Waiting For The Fed Upon A Wednesday
Markets ended the week with a whimper, with attention squarely focused on the upcoming FOMC meeting. The attitude is best described as “nothing else matters”, which is remarkable given that policy rates are not about to change, now or anytime soon. The one area of consensus seems to be some comfort that the Fed will use their linguistic skills to kill off thoughts of any near-term tightening. I expect that the market will get the message that the Fed is not trigger-happy and buy anything in the Fed funds or Eurodollar 2010 strip that offers value. Not that there will be any room for confusion, for the Fed possibly has a very difficult message to convey if it wants to convey the Fed funds rate is going nowhere for quite some time, but they also want to signal an exit to unconventional policies. The more the Fed backs away from Quantitative Easing (QE) and presumably allows market rates to settle at a higher equilibrium rate, the more this effective tightening of financial conditions will reduce the prospect of a Fed tightening move going forward. In other words, the more hawkish on QE, the more bullish should be the longer-term outlook on Fed funds. The more hawkish on QE, the more this reinforces the curve-steepener trade i.e. Low rates stay anchored while longer term rates rise hammering mortgage rates.
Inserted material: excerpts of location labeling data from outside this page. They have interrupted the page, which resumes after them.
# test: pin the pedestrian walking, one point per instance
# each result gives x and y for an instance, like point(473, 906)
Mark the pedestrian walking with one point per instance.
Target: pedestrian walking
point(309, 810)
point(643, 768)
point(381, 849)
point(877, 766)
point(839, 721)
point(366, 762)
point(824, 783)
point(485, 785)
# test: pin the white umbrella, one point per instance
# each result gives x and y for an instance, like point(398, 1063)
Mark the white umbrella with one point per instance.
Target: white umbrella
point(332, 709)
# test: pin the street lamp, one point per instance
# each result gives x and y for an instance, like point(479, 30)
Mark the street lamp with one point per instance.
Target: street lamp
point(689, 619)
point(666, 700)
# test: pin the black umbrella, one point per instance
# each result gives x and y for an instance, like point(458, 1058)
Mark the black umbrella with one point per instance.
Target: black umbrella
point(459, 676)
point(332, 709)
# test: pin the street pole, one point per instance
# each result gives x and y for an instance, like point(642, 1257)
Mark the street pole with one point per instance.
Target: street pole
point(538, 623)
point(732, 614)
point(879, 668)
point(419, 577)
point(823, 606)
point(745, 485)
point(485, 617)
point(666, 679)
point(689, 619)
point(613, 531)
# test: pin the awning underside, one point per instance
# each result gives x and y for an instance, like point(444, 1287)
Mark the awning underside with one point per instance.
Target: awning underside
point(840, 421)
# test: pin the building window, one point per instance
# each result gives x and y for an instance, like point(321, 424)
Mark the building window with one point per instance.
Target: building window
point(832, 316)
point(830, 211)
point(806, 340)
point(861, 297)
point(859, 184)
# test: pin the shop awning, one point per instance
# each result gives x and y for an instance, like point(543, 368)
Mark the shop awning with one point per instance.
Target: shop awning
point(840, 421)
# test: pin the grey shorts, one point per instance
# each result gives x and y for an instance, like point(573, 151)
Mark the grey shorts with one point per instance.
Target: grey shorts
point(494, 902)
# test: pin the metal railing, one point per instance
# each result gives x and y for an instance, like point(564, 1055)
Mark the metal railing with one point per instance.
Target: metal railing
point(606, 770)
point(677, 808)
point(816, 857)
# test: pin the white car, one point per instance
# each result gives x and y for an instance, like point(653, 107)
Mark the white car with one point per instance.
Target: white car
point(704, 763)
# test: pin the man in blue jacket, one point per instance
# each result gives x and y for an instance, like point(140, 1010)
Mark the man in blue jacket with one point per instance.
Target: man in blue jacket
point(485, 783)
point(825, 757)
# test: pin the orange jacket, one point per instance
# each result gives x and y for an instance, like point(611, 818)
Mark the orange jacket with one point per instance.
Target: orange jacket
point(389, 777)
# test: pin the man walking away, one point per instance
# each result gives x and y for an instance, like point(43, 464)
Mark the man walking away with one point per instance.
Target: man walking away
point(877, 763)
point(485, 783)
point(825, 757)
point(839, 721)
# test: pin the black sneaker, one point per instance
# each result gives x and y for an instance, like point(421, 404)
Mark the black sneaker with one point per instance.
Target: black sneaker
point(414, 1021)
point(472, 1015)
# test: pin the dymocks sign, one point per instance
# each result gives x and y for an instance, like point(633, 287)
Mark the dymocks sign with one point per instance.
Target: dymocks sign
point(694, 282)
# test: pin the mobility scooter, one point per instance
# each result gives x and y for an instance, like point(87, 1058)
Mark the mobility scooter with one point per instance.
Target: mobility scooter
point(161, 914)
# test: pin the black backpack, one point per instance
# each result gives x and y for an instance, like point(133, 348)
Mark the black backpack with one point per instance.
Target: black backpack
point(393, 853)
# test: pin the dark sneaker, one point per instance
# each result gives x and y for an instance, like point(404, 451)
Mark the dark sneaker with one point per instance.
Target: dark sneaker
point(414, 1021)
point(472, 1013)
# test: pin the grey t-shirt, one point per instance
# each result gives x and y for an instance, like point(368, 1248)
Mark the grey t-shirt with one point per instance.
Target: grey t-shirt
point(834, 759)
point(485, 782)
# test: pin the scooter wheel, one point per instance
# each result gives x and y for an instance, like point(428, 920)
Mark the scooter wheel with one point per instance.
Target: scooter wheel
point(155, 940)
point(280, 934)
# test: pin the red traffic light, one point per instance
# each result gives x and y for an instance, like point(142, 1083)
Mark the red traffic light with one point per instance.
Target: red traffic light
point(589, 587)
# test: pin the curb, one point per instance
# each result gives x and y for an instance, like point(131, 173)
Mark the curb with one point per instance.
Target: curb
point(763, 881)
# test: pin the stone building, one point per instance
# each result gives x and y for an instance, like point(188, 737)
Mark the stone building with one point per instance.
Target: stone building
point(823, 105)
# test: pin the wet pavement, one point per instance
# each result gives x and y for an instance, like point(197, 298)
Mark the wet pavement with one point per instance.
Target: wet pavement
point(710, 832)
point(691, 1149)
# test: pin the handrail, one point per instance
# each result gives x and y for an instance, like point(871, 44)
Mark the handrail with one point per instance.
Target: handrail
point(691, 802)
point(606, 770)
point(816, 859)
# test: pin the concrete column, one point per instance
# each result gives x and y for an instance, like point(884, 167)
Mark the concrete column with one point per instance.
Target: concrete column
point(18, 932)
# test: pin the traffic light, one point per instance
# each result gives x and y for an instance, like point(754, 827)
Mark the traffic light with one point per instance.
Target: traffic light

On QE, they are bound to surprise because there are so many possibilities for a consensus to coalesce around. The spectrum of options ranges from the dovish, where the Fed adds to the USD300bn of Treasury purchases and accelerates the pace of purchases, to the hawkish, where it scales back the commitment for purchases. Among the possibilities is that the Fed simply defers the decision, and stretches out the existing purchases until they make a decision at the next meeting!
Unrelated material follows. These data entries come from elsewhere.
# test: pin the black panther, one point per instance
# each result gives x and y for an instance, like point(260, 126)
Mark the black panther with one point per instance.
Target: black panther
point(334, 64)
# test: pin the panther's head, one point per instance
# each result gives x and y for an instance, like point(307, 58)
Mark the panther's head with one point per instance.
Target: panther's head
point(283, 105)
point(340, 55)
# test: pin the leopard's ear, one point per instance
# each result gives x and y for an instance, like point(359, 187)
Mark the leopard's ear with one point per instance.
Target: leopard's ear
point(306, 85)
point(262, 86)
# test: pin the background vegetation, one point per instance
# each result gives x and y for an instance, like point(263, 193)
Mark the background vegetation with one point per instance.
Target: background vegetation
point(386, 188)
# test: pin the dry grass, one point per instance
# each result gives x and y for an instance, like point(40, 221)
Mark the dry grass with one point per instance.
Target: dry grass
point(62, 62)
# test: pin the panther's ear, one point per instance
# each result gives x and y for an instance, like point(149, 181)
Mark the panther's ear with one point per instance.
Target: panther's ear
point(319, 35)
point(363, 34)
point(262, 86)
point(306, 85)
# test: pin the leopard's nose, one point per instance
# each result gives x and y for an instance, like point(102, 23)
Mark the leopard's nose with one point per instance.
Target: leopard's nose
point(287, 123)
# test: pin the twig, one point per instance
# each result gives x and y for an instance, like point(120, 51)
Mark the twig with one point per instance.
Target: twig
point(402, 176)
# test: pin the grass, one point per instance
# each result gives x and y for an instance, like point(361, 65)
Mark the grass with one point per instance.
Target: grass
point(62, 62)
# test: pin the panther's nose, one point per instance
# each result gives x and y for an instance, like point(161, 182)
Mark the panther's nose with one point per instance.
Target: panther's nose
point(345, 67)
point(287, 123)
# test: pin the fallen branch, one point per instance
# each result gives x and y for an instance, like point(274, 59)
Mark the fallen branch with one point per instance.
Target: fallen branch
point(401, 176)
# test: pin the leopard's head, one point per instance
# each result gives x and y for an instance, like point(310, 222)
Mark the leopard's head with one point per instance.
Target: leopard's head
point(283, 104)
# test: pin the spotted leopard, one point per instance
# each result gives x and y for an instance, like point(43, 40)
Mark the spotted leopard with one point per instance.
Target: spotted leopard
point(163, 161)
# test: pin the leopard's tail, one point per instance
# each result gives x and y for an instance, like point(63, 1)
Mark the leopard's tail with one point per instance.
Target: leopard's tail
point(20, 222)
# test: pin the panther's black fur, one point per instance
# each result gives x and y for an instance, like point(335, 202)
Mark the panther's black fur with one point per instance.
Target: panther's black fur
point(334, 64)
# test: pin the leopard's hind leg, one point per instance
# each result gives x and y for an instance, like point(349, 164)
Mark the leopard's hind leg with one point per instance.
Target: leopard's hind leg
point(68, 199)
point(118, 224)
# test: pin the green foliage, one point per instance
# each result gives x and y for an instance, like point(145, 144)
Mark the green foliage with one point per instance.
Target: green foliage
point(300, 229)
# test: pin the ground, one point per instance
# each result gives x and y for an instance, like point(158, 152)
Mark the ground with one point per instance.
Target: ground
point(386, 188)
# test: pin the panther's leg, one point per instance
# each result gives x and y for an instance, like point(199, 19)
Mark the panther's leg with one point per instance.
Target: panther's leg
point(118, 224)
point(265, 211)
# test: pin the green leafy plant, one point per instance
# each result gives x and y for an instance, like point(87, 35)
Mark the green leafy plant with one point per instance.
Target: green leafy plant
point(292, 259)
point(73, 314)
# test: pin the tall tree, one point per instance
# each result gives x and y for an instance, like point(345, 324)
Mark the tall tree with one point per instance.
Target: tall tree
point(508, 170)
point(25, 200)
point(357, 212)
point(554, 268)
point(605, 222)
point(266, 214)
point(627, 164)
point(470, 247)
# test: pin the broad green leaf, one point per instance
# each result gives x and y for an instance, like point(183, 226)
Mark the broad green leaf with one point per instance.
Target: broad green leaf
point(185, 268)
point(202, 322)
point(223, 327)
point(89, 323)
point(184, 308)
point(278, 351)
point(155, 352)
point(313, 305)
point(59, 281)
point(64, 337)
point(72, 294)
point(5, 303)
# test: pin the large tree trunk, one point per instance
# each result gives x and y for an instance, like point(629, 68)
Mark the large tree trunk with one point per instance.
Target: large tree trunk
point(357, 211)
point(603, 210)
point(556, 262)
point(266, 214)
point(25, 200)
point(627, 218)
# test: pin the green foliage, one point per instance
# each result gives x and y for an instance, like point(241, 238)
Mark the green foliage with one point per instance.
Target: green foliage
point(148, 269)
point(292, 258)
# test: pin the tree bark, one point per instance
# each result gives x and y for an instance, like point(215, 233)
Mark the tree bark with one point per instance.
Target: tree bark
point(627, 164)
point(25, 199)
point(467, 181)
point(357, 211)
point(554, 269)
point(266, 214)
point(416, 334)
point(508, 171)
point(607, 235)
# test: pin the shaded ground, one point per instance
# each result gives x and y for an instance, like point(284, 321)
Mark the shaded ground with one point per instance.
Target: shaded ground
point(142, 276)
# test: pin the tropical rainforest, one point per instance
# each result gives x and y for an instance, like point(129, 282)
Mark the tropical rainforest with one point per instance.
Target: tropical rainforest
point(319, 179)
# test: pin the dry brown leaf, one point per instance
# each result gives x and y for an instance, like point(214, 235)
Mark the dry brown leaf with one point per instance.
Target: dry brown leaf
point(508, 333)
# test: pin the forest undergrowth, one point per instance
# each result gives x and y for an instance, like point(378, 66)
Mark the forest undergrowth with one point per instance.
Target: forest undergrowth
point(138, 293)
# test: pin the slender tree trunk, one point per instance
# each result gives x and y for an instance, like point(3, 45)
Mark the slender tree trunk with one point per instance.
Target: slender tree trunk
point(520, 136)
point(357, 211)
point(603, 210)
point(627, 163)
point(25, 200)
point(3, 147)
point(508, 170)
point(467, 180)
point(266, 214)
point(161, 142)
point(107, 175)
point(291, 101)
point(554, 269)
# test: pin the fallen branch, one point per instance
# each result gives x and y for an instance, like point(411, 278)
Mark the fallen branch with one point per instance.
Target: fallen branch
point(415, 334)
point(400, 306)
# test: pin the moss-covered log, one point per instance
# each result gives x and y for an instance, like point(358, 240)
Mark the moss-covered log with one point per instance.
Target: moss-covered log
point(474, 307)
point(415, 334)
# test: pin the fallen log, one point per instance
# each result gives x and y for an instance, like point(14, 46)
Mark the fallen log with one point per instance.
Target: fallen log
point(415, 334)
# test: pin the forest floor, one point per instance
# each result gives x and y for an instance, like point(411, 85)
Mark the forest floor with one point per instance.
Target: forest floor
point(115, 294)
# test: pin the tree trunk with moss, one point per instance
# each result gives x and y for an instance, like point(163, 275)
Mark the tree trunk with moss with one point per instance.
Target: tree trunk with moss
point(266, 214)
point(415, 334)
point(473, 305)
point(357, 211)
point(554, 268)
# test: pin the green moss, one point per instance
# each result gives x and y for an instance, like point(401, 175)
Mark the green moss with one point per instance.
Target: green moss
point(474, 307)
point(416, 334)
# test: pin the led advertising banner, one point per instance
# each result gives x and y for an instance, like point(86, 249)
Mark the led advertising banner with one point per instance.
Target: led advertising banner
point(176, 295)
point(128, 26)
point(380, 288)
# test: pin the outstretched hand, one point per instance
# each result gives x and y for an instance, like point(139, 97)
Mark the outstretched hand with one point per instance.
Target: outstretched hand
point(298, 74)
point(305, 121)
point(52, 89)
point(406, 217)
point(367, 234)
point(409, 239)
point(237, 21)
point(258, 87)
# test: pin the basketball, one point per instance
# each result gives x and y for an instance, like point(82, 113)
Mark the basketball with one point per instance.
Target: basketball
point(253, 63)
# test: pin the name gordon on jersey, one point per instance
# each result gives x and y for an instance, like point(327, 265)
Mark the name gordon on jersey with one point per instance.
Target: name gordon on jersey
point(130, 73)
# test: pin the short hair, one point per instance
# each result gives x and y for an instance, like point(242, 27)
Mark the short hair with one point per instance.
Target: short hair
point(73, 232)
What Of The German Election And The DAX
Utilities will likely be in focus again, as business-friendly governments usually take a more relaxed stance on the nuclear debate. Should the CDU be in the driver’s seat of the next government, I think it should be good news for the investment cases of the two large German utilities, RWE and E.ON. I would naturally look for construction stocks, such as Hochtief (OTC:HOCFF) and Bilfinger Berger (OTCPK:BFLBY), to benefit if the SPD is again part of the government. Financial services stocks, especially Deutsche Börse (OTCPK:DBOEY), would benefit from the SPD losing the election, in my opinion.

Staying with the Fatherland this morning, we get the key German Ifo business confidence survey (one of the handful of indicators the ECB take seriously). The survey is likely to register some further improvement to around 86.1 in June, with both the current assessment and expectations likely to rise. However, even at this level the index would only be consistent with a slower pace of contraction and remain below its average of 97 in 2008 and 106 in 2007. Therefore, I would not get too excited about it in terms of implications for growth at current levels. Unless it records a much better than expected outcome it should leave the EUR unperturbed.

Equities Today

  • Mineral extractor Anglo American (AAUK) is 12.5% up after a £41bn approach from Xstrata (OTC:XSRAF) as they attempt to challenge for BHP Billiton’s (NYSE:BHP) crown.
  • Porsche (OTCPK:POAHF) is up a tad on a report that Daimler (DAI) may be interested in acquiring a stake to help cooperation with VW (OTCPK:VLKAY) on the Merk A & B class models. Daimler called the reports “speculation”.
  • Oil producers are weaker this morning as crude dropped below $70.
  • AIB has confirmed that it has accepted offers to exchange six series of Euro and Sterling hybrid securities (€868m and £368m) for the equivalent of c.€1.3bn of new lower Tier 2. The take up rate is significantly better than expected, resulting in a much larger than expected Euro 1.1 billion impact on capital. This benefit leaves the bank just €400 million short of the €1.5 billion target set back in May.